In Western iconography mirrors are ambivalent, they symbolize both the sun and the moon because a reflection is also an illusion: we can get lost or find ourselves inside it. The mirror is in the hands of the mermaids, as an emblem of luxury (lust and vanity), but it can also be found as an attribute of the virtues that preside over knowledge – and it even became, in the Christian era, one of the Virgin Mary’s accessories, because God wanted to see His own reflection in the Virgin, in order to create an image of Himself, his son, without infringing or altering the mirror itself.

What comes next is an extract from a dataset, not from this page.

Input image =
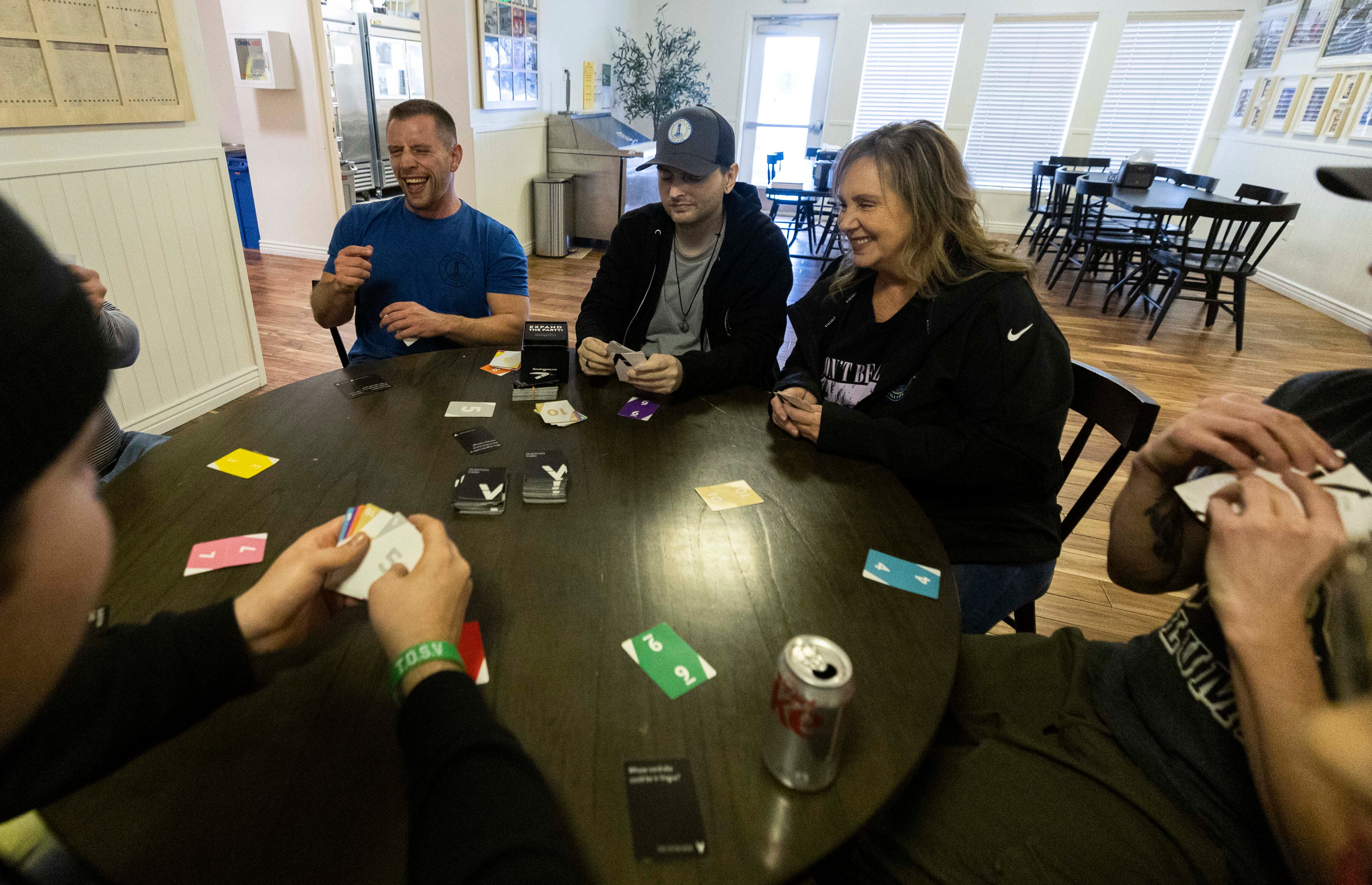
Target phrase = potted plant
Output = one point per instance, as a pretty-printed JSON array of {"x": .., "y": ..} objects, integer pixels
[{"x": 662, "y": 76}]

The whole Creation, according to theologian Jacob Böhme (1575–1624), would be a sort of huge mirror, namely an enormous eye which is capable of admiring itself. This recalls the sublime moment, in Kurt Vonnegut’s Breakfast of Champions (1973) when, as he sees a graffito on a wall that asks “What is the purpose of life?”, the protagonist, answers, annoyed, “To be the eyes and ears and conscience of the Creator of the Universe, you fool!”.
Such is the mirror: it hands us our true face, the one that we could never see otherwise, just like a tooth can’t bite itself. “Something of us is external, because in the mirror we are actually out of ourselves. This calls forth the primeval sensation that the soul has been kidnapped. People that look at themselves in the mirror for a long time are fascinated by something that paralyzes them (...). Not everyone can stand looking at his/her own reflected image. Some people, like mythical Narcissus, get lost as they admire their own image reflected by the water. Other people come back to earth only after a complete transmigration, namely when, after having looked at themselves in the mirror, they have recovered their actual existence.” (E. Aeppli, Der Traum und seine Deutung, 1943)
At the beginning water was needed to reflect oneself, and this element is intimately linked with the true substance of things, with their continuous metamorphoses. For this reason the visions of Jean Cocteau – an artist that was fascinated by mirrors more than any other – are teeming of watery miroirs that can be crossed and give access to parallel worlds: on the other hand, he declares in Testament of Orpheus (1960) that mirrors show “Death at work”, namely our inexorable sliding down towards the abyss.